Kul, Allah için insanlara buğzetmedikçe ve Kur'an'ın birçok yönlerini anlamadıkça tam olarak fakih olamaz. Bütün bunlara buğzettikten sonra Allah için nefsine yönelmeli ve her şeyden daha çok ona buğzetmeli.
Sencî, Hasan Basrî'ye bir sual sorar. Hasan sorusunun cevabını verdikten sonra kendisine şu itirazda bulunur: 'Fakihler senin verdiğin cevaba muhaliftirler. Onların verdiği cevap senin verdiğin cevaba uymamaktadır.' Bunun üzerine Hasan hiddetle bağırır: 'Ey anası matemini tutasıca! Acaba sen hiç fakih gördün mü? Elbette görmedin. Çünkü fakih dünyaya sırt çevirip, âhirete yönelip, Rabbine ibadet etmeye devam eden, nefsini müslümanlarm şerefini ihlâl etmekten alıkoyan; müslümanların malını haksızlıkla almaktan kaçınan ve müslüman cemaate Allah'ın emirlerini hiç hatır gönül dinlemeden haykıran insandır.'
Dikkat edilecek olursa Hasan Basrî hiçbir şekilde fetva vermekten bahsetmemekte, fakihin fetvaları hıfzeden biri olduğunu söylememektedir.
Ben, Fıkıh teriminin zahirî ahkâmın fetvalarını bilen kişilere şâmil olmadığını söylüyor değilim.

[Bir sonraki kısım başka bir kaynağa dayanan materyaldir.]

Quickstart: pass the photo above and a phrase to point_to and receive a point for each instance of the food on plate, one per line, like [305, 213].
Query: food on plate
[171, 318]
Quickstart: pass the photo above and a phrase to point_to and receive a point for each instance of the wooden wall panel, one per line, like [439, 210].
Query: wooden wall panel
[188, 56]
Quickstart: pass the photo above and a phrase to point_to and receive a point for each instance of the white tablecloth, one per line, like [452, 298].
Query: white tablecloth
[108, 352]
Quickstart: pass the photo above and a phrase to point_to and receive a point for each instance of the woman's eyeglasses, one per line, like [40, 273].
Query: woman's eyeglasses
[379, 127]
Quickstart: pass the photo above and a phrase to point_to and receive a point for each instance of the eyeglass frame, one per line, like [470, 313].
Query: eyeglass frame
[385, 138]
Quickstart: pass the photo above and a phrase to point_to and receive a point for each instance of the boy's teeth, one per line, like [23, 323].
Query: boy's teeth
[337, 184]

Fakat Fıkıh tâbiri, başlı başına bu fetva ehlini ifade etmemekte; ancak tâli derecede bu hususu da içine almaktadır. Demek istediğim sadece budur. Çünkü selef âlimleri, bu terimi Fetva ilminden daha fazla, Ahiret İlmine ıtlak etmişlerdir.
Bu açıklamadan sonra anlaşılmış olmalı ki, insanların iyi ve kötü ilimleri birbirine karıştırması, Fıkıh teriminin sonradan sadece fetva ilmiyle ilgili görülüp, âhiret ilmine ve kalplerin ahkâmına dair konularla ilgili görülmemesine yol açmıştır.
Tahrifçiler bu terimi istedikleri mânâda kullanmak için nefsin de yardımını görmüşlerdir. Çünkü bâtın ilmi zordur. Onunla amel etmek ise daha zordur. Bunun için insan tabiatı, bâtın ilminden kaçar. Bâtın ilmine sahip olmakla; insan valilik, kadılık, rütbe ve servet elde edemez. İşte bu fırsatı ganimet bilen şeytan, esasında güzel bir şerî terim olan Fıkıh terimini teferruata tahsis ederek kalplere güzel göstermeye çalışmıştır."